The agreement involves the use of a highly sensitive protein measurement tool to assess changes in circulating proteins in patient blood samples following treatment with reference biologics. These same measurements will be compared with protein levels in samples from patients using biosimilar drug candidates. This type of large-scale analysis of proteins is called proteomics.

“Circulating proteins, when measured at the broadest scale, provide system-wide information on the dynamic effects of drug exposure-response,” Stephen Williams, MD, chief medical officer at SomaLogic, said in a statement. “Comparing the 'blood protein fingerprint' of a biosimilar to a reference biologic has the potential to be more efficient and precise than clinical observations for establishing biosimilarity.”

The agreement involves collaboration between SomaLogic and the FDA’s Division of Applied regulatory Science.

PD Biomarker Development

The FDA has been working to develop and validate the use of pharmacodynamic (PD) biomarkers for use in determining biosimilarity. Greater reliance on biomarkers for demonstrating biosimilarity is considered an avenue to greater accuracy in comparing biosimilars with reference products and also a means of avoiding costly comparative clinical trials, which use parameters of measurement that are less exact and add to the amount of time and expense needed to assemble evidence for biosimilar approval.

SomaLogic noted that the 28 biosimilars approved so far in the United States for a limited number of reference products has been disappointing and proteomics holds out hope for accelerating this process. “Regulatory approval of a proposed biosimilar requires demonstration that it is highly similar to and has no clinically meaningful differences from an existing FDA-approved reference product, a process that can take several years. The research at the center of this agreement aims to advance the use of novel tools and approaches that could streamline biosimilar development,” the company said.

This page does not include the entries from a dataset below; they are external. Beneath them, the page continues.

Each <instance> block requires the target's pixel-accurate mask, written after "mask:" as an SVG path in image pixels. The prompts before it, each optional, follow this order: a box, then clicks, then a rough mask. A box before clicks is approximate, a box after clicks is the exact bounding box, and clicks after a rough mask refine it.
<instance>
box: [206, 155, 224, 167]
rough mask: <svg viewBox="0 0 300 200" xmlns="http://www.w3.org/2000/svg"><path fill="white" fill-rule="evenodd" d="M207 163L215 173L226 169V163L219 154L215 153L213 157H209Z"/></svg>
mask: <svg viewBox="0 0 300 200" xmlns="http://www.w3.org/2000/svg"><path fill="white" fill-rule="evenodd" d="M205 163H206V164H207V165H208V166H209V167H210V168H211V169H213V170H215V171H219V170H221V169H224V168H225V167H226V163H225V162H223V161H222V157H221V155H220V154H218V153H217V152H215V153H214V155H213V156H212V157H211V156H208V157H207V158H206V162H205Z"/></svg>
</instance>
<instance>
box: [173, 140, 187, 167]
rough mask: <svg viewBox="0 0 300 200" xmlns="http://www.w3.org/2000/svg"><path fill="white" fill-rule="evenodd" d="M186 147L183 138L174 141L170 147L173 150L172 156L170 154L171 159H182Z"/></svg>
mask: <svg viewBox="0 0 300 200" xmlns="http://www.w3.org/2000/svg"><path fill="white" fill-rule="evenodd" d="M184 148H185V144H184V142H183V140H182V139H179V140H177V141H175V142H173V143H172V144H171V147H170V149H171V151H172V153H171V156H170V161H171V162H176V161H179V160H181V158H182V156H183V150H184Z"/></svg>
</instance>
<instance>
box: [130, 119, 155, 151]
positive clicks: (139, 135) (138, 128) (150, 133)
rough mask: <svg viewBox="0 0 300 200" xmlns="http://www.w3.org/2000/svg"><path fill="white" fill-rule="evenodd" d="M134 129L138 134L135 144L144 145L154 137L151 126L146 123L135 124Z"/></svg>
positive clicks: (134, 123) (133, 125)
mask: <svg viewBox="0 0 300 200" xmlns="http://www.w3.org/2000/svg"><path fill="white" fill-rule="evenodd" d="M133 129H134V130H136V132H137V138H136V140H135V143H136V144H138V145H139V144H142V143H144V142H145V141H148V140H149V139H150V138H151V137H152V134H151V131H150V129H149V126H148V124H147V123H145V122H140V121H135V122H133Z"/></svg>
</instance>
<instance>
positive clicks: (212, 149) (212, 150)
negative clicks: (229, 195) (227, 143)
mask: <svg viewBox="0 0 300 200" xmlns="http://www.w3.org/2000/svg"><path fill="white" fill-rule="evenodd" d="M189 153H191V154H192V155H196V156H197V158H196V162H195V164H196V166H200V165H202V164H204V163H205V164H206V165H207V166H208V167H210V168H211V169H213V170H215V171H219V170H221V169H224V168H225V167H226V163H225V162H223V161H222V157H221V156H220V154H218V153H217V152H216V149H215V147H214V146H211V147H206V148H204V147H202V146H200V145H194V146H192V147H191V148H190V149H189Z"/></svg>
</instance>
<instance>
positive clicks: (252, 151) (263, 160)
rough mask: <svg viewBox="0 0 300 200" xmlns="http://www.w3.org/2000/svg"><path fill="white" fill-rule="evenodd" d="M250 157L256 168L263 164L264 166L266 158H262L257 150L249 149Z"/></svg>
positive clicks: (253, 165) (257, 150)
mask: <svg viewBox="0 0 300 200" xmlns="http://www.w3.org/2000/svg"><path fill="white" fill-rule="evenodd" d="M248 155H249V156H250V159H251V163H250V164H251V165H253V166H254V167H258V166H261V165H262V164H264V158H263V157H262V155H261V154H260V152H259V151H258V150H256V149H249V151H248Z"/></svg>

The collaboration will span 5 years and, in addition to identifying circulating PD biomarkers, SomaLogic will seek to develop analytical approaches usable for demonstrating that biosimilar candidates are equivalent to their reference products.

If successful, this proteomic strategy could reduce the need for costly and lengthy comparative clinical studies. This, in turn, should streamline the development of biosimilars and thus accelerate delivery of safe, effective, and affordable biosimilar treatments to patients.

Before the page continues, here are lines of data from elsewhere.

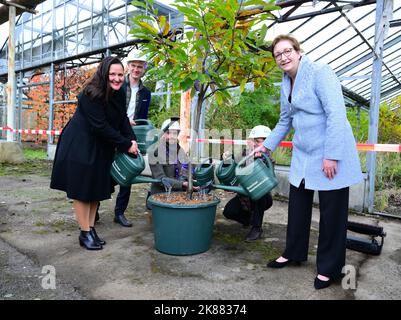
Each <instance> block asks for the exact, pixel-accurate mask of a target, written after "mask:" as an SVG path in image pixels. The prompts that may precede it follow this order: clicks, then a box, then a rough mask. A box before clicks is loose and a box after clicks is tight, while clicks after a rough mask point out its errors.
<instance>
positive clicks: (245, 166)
mask: <svg viewBox="0 0 401 320" xmlns="http://www.w3.org/2000/svg"><path fill="white" fill-rule="evenodd" d="M252 157H253V154H250V155H249V156H247V157H245V158H244V159H242V160H241V161H240V162H239V163H238V165H236V166H235V162H234V161H233V163H232V164H231V167H230V165H229V166H227V167H226V169H224V164H223V165H222V167H221V168H220V166H219V168H220V171H219V168H218V170H217V172H216V176H217V177H219V176H221V175H222V173H225V174H226V175H225V176H224V175H223V179H222V180H220V178H219V180H220V181H221V182H222V183H227V184H229V185H224V184H213V185H212V187H213V188H216V189H222V190H226V191H232V192H236V193H238V194H241V195H243V196H247V197H250V198H251V199H252V200H259V199H260V198H262V197H263V196H264V195H265V194H267V193H268V192H270V191H271V190H272V189H273V188H274V187H276V186H277V184H278V180H277V178H276V175H275V174H274V169H273V164H272V163H271V161H270V159H269V158H268V157H266V160H267V164H268V165H266V164H265V163H264V162H263V161H262V160H261V159H258V158H257V159H254V161H252V162H251V163H249V164H248V165H246V161H247V160H249V159H251V158H252ZM233 168H235V177H236V179H237V181H238V183H239V186H235V185H230V182H233V181H234V179H233V177H232V172H231V171H232V170H233ZM229 177H231V179H229ZM224 178H226V179H224ZM234 183H237V182H236V181H234Z"/></svg>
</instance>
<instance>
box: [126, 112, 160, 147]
mask: <svg viewBox="0 0 401 320" xmlns="http://www.w3.org/2000/svg"><path fill="white" fill-rule="evenodd" d="M135 123H136V125H135V126H132V130H133V131H134V133H135V136H136V142H137V144H138V149H139V151H140V152H141V153H142V154H146V152H147V150H148V148H149V147H150V146H151V145H152V144H154V143H155V142H157V140H158V137H157V135H156V134H154V132H155V129H156V128H155V127H154V125H153V124H152V122H151V121H149V120H147V119H137V120H135ZM152 135H153V136H152Z"/></svg>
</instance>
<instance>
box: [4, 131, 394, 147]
mask: <svg viewBox="0 0 401 320" xmlns="http://www.w3.org/2000/svg"><path fill="white" fill-rule="evenodd" d="M0 131H11V132H15V133H26V134H47V135H56V136H57V135H60V133H61V130H32V129H11V128H9V127H0ZM188 140H189V141H191V139H188ZM196 142H200V143H211V144H231V145H247V144H248V143H247V140H233V139H196ZM280 147H283V148H292V142H291V141H283V142H281V143H280ZM357 149H358V150H359V151H377V152H401V144H378V143H376V144H371V143H357Z"/></svg>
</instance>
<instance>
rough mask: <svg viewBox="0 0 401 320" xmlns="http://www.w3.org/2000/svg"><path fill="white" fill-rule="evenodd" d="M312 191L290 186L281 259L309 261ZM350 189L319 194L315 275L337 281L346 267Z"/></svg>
mask: <svg viewBox="0 0 401 320" xmlns="http://www.w3.org/2000/svg"><path fill="white" fill-rule="evenodd" d="M313 194H314V191H313V190H307V189H305V185H304V183H301V185H300V187H299V188H297V187H294V186H293V185H290V197H289V204H288V225H287V243H286V249H285V251H284V253H283V257H285V258H287V259H291V260H294V261H306V260H307V258H308V248H309V233H310V225H311V219H312V203H313ZM348 197H349V188H348V187H347V188H343V189H338V190H330V191H319V208H320V222H319V239H318V248H317V256H316V264H317V273H318V274H321V275H324V276H327V277H331V278H333V277H337V276H339V275H340V274H341V270H342V268H343V266H344V265H345V250H346V238H347V221H348Z"/></svg>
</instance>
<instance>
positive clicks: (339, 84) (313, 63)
mask: <svg viewBox="0 0 401 320" xmlns="http://www.w3.org/2000/svg"><path fill="white" fill-rule="evenodd" d="M290 92H291V82H290V77H289V76H288V75H287V74H284V76H283V81H282V85H281V100H280V102H281V113H280V120H279V122H278V123H277V125H276V127H275V128H274V130H273V131H272V132H271V134H270V135H269V136H268V137H267V138H266V140H265V142H264V143H263V144H264V146H265V147H266V148H268V149H270V150H272V151H274V150H275V149H276V147H277V146H278V144H279V143H280V142H281V141H282V140H283V139H284V138H285V137H286V136H287V134H288V133H289V131H290V130H291V128H294V129H295V134H294V138H293V140H292V143H293V153H292V159H291V169H290V178H289V180H290V183H291V184H292V185H294V186H296V187H299V185H300V183H301V181H302V179H305V188H306V189H310V190H336V189H341V188H345V187H349V186H351V185H353V184H356V183H359V182H360V181H362V179H363V176H362V172H361V166H360V162H359V158H358V153H357V150H356V143H355V138H354V136H353V133H352V129H351V126H350V124H349V122H348V120H347V116H346V111H345V104H344V98H343V95H342V90H341V84H340V81H339V80H338V78H337V76H336V75H335V73H334V72H333V70H332V69H331V68H330V67H329V66H328V65H325V64H321V63H318V62H313V61H311V60H310V59H309V58H308V57H307V56H302V59H301V62H300V64H299V67H298V72H297V76H296V78H295V83H294V87H293V91H292V100H291V103H289V101H288V97H289V94H290ZM323 159H330V160H338V161H337V174H336V175H335V177H334V179H332V180H330V179H328V178H327V177H326V175H325V174H324V172H323V171H322V166H323Z"/></svg>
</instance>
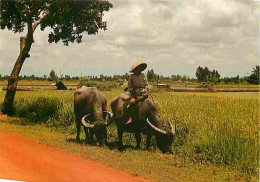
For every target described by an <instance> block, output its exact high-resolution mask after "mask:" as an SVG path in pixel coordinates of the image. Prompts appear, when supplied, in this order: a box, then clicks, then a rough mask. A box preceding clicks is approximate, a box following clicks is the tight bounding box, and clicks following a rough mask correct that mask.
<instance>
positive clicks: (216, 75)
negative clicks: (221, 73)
mask: <svg viewBox="0 0 260 182" xmlns="http://www.w3.org/2000/svg"><path fill="white" fill-rule="evenodd" d="M196 77H197V78H198V82H207V81H210V82H213V83H217V82H219V79H220V74H219V73H218V71H216V70H213V71H210V70H209V69H208V67H205V68H203V67H200V66H199V67H198V68H197V70H196Z"/></svg>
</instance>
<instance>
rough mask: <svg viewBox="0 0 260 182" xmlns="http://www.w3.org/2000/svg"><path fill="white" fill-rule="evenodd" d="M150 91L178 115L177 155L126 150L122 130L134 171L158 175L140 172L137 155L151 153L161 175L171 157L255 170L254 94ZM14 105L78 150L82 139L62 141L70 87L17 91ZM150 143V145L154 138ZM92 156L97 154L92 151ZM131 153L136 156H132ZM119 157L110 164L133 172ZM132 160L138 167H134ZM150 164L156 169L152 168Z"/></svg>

The use of PD biomarkers to establish equivalence has been modest at best, authors of a 2019 clinical article stated. In exploring the rationale for developing and using PD biomarkers in biosimilar development, the authors noted that up until July 2019, PD similarity data had been employed to demonstrate biosimilarity for just 5 approved biosimilars, and these were dose-dependent PD markers: absolute neutrophil count for filgrastim and pegfilgrastim, CD34+ cells for filgrastim, and reticulocyte count and hemoglobin level for epoetin alfa.